[Témoignage] Poussière d’étoiles

En mars dernier, nous avions publié le récit de Philippe, bénévole à Habitat-Cité, sur une journée ordinaire d’un accompagnement d’une famille rom dans ses démarches administratives. Voici aujourd’hui un autre récit sur un moment de partage entre les membres de la famille et Philippe, avec en toile de fond les questions de ce qui se joue entre un bénévole et des bénéficiaires, qui deviennent souvent bien plus que cela.
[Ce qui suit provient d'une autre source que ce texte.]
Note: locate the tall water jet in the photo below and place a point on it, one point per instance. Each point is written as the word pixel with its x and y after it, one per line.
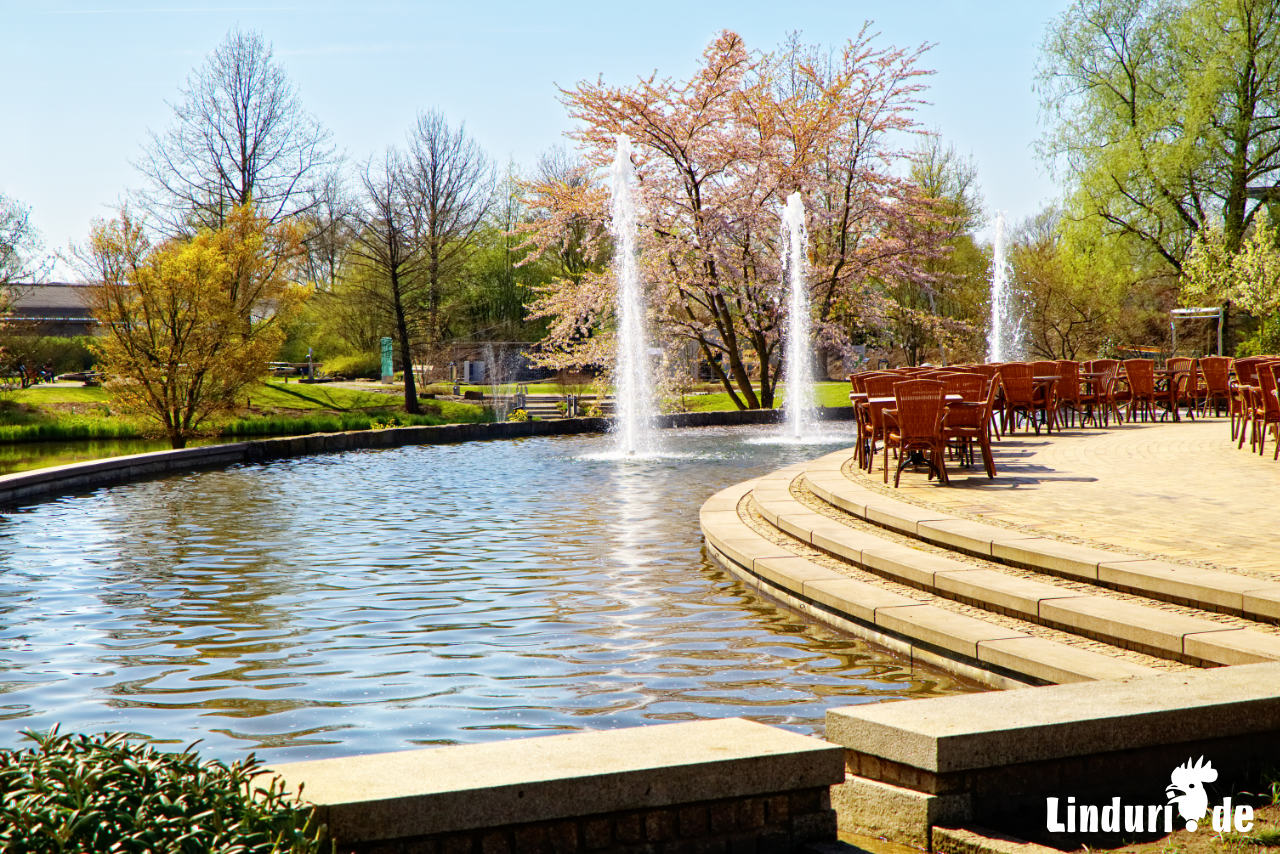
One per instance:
pixel 798 373
pixel 632 397
pixel 1005 334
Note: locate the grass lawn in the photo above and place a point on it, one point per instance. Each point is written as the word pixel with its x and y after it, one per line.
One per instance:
pixel 828 394
pixel 77 414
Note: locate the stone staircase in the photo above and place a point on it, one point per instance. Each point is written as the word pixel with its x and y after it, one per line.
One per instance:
pixel 995 603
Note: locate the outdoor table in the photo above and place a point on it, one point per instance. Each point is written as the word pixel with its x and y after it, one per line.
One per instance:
pixel 1091 379
pixel 1170 378
pixel 1047 382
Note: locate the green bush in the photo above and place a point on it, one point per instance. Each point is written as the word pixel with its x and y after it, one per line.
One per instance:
pixel 88 794
pixel 355 365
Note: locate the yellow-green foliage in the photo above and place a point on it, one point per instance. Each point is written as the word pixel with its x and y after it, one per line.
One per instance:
pixel 190 324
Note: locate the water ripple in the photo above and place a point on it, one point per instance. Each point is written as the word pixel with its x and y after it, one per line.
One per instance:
pixel 373 601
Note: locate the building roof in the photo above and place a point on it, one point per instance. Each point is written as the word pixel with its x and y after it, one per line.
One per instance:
pixel 51 300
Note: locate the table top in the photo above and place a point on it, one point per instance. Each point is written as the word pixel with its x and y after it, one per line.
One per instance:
pixel 950 398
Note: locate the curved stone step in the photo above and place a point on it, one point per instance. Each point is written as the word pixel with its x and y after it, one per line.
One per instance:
pixel 1207 589
pixel 927 633
pixel 1148 629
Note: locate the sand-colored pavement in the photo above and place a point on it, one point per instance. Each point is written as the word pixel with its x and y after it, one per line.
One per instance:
pixel 1180 491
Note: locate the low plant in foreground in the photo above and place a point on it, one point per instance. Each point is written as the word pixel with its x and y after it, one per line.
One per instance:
pixel 105 793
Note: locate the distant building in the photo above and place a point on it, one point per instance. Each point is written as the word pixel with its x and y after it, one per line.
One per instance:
pixel 54 309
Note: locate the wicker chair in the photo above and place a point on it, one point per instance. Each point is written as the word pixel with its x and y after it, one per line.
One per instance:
pixel 915 424
pixel 873 418
pixel 1015 378
pixel 1216 371
pixel 1182 386
pixel 1141 379
pixel 969 421
pixel 1242 396
pixel 1106 388
pixel 1266 410
pixel 1068 388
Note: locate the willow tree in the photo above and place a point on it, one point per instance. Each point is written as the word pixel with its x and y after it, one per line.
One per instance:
pixel 187 325
pixel 716 158
pixel 1164 114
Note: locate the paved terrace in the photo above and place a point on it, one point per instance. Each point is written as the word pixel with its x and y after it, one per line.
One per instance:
pixel 1178 491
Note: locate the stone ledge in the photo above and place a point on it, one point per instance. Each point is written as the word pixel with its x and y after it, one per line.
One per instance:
pixel 421 793
pixel 951 642
pixel 1143 628
pixel 977 731
pixel 1207 589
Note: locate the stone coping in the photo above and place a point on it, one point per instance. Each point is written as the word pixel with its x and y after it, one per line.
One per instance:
pixel 419 793
pixel 978 731
pixel 967 645
pixel 40 484
pixel 1150 629
pixel 1208 589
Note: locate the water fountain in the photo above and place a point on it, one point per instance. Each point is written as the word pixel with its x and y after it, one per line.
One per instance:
pixel 798 373
pixel 1005 336
pixel 632 397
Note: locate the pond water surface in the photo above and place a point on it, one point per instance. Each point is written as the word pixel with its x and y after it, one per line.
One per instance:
pixel 382 599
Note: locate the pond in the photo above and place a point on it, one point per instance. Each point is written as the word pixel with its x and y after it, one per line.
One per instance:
pixel 383 599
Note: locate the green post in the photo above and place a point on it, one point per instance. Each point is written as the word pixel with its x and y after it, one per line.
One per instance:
pixel 388 369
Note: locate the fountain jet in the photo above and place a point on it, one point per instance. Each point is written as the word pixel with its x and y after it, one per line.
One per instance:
pixel 1005 336
pixel 799 405
pixel 632 396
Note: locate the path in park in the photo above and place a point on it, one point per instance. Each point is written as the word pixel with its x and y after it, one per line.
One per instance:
pixel 1175 489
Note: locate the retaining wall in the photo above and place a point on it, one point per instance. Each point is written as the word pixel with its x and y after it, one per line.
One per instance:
pixel 26 487
pixel 726 785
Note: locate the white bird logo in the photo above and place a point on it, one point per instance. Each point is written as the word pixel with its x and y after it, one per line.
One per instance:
pixel 1189 780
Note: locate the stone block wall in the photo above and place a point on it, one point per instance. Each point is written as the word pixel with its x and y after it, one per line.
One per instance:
pixel 777 823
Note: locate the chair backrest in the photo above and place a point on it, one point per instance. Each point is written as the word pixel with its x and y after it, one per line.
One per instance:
pixel 1188 374
pixel 1043 368
pixel 920 406
pixel 1141 374
pixel 1069 379
pixel 1267 382
pixel 1216 371
pixel 1247 370
pixel 858 382
pixel 1016 379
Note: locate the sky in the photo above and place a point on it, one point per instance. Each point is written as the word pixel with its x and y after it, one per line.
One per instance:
pixel 86 82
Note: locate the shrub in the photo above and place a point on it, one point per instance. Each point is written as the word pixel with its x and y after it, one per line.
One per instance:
pixel 362 365
pixel 103 793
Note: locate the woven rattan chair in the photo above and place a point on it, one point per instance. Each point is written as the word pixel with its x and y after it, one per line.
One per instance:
pixel 873 427
pixel 1243 396
pixel 1182 387
pixel 1266 410
pixel 1139 377
pixel 915 424
pixel 1019 396
pixel 1216 371
pixel 1068 388
pixel 969 421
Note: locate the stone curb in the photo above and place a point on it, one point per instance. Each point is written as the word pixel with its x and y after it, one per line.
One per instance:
pixel 1123 624
pixel 40 484
pixel 1206 589
pixel 958 643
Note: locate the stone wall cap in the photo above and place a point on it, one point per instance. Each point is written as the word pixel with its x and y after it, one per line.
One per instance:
pixel 412 793
pixel 977 731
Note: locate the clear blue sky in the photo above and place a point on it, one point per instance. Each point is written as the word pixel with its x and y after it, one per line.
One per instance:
pixel 85 81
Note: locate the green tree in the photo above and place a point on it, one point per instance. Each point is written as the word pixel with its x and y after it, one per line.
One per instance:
pixel 188 324
pixel 1164 114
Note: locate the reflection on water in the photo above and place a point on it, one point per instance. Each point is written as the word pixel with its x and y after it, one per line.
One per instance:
pixel 373 601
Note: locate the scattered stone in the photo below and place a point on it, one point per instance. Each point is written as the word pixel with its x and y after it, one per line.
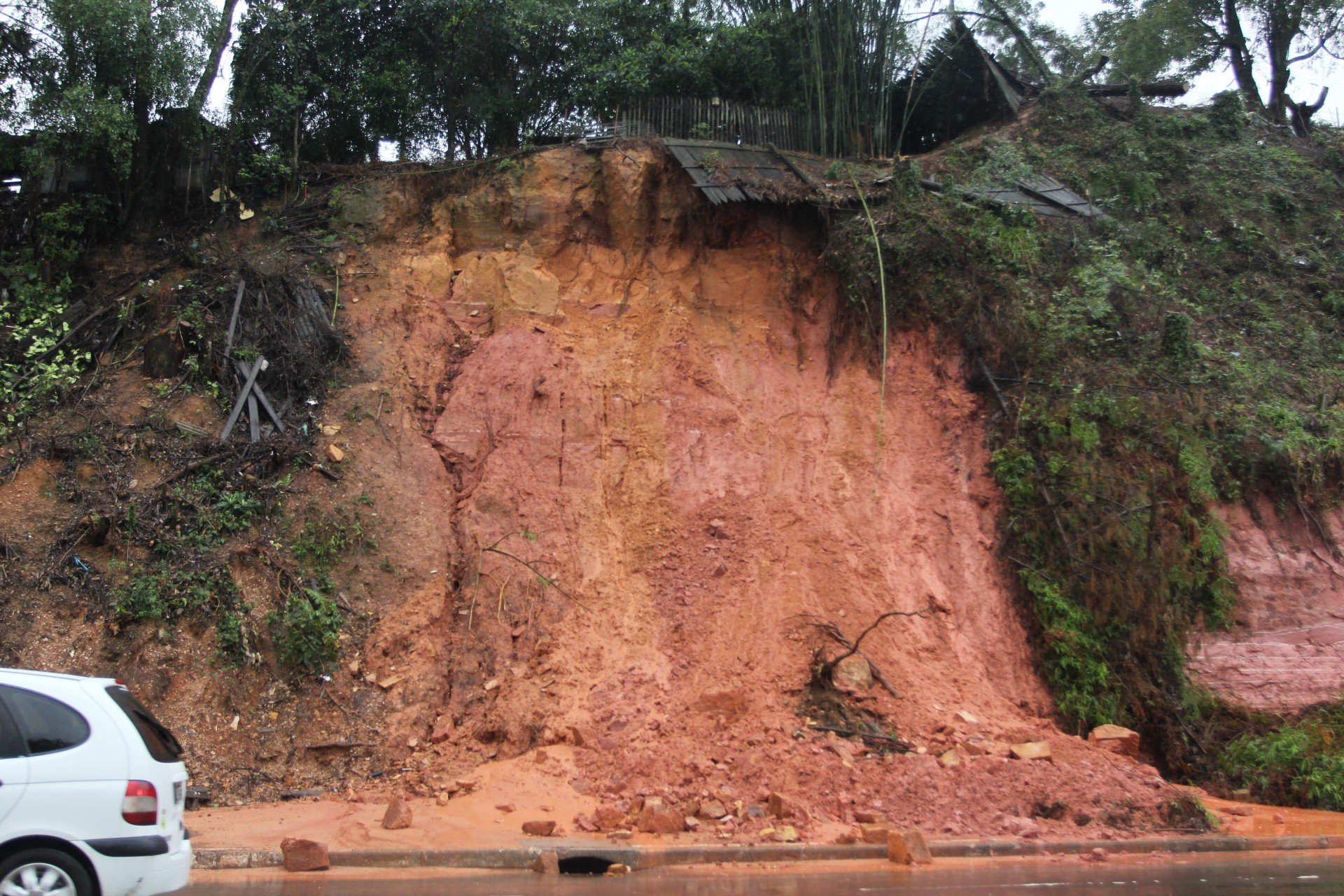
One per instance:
pixel 582 736
pixel 538 828
pixel 977 746
pixel 874 833
pixel 1025 828
pixel 398 814
pixel 1116 739
pixel 853 673
pixel 442 729
pixel 659 818
pixel 1031 750
pixel 783 806
pixel 907 848
pixel 608 818
pixel 713 809
pixel 304 855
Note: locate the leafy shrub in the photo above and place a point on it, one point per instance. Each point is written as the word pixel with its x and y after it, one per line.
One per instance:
pixel 166 594
pixel 1301 762
pixel 307 630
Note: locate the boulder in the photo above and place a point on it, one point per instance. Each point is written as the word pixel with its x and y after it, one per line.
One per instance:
pixel 582 736
pixel 783 806
pixel 538 828
pixel 659 818
pixel 1116 739
pixel 398 814
pixel 713 809
pixel 853 673
pixel 1031 750
pixel 442 729
pixel 609 818
pixel 304 855
pixel 907 848
pixel 874 832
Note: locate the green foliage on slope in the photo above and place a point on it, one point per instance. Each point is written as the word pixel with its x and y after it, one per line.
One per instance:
pixel 1183 351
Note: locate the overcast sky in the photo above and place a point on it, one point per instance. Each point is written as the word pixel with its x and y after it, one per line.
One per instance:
pixel 1069 15
pixel 1304 88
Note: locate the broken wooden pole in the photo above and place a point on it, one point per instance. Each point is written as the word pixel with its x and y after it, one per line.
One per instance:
pixel 242 398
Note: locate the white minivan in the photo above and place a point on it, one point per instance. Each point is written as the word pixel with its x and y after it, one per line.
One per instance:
pixel 92 790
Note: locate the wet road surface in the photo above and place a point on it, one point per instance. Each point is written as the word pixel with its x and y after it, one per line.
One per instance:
pixel 1294 874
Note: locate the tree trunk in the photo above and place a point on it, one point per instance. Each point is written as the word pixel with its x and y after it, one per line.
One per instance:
pixel 1285 24
pixel 217 51
pixel 1240 57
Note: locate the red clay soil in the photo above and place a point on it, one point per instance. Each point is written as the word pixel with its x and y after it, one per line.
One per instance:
pixel 1287 648
pixel 615 465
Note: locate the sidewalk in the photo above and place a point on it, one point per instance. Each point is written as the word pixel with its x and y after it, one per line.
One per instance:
pixel 643 858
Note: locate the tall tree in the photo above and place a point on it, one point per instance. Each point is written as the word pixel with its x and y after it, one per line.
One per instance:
pixel 88 78
pixel 1151 36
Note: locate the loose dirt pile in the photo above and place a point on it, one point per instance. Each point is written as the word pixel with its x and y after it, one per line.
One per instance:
pixel 616 458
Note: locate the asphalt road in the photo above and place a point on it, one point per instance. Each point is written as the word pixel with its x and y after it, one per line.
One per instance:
pixel 1294 874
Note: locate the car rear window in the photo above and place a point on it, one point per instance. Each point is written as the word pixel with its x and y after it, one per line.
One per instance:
pixel 46 724
pixel 160 742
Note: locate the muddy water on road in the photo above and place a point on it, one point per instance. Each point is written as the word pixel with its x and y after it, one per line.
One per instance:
pixel 1296 874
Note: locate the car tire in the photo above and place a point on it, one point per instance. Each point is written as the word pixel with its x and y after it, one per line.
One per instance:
pixel 49 872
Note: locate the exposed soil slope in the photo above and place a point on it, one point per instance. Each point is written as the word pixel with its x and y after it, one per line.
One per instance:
pixel 1287 649
pixel 629 393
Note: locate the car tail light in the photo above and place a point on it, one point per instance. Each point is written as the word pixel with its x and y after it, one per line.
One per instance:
pixel 140 806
Une proposition un peu folle : aller au cinéma

Si je devais refaire le film, c’était mon idée au départ. Elle ne venait pas d’ailleurs, mais je l’assume, dans un enthousiasme spontané, le désir était là. La joie de les voir lever les bras, afficher leur sourire enjôleur, leur regard reconnaissant, mais toujours débordant d’humour. Comme prêts à me tester, une sorte de second degré qu’ont les enfants espiègles avec l’air de me signifier : « On ne nous la fait pas, mais on est partant pour te suivre jusqu’au bout du monde à condition que tu nous achètes des chewing-gums et des pipas (les graines de Tournesol dont raffole Cassandra) ». J’avais toujours un grand plaisir à partager avec eux ces moments volés à la routine, hors du temps, il faut bien le dire. Cela ne changeait rien ni à leur quotidien, ni à nos fantasmes d’intégration et d’insertion, qu’importe ! Cela faisait sacrément du bien et c’était toujours bon à prendre et à donner.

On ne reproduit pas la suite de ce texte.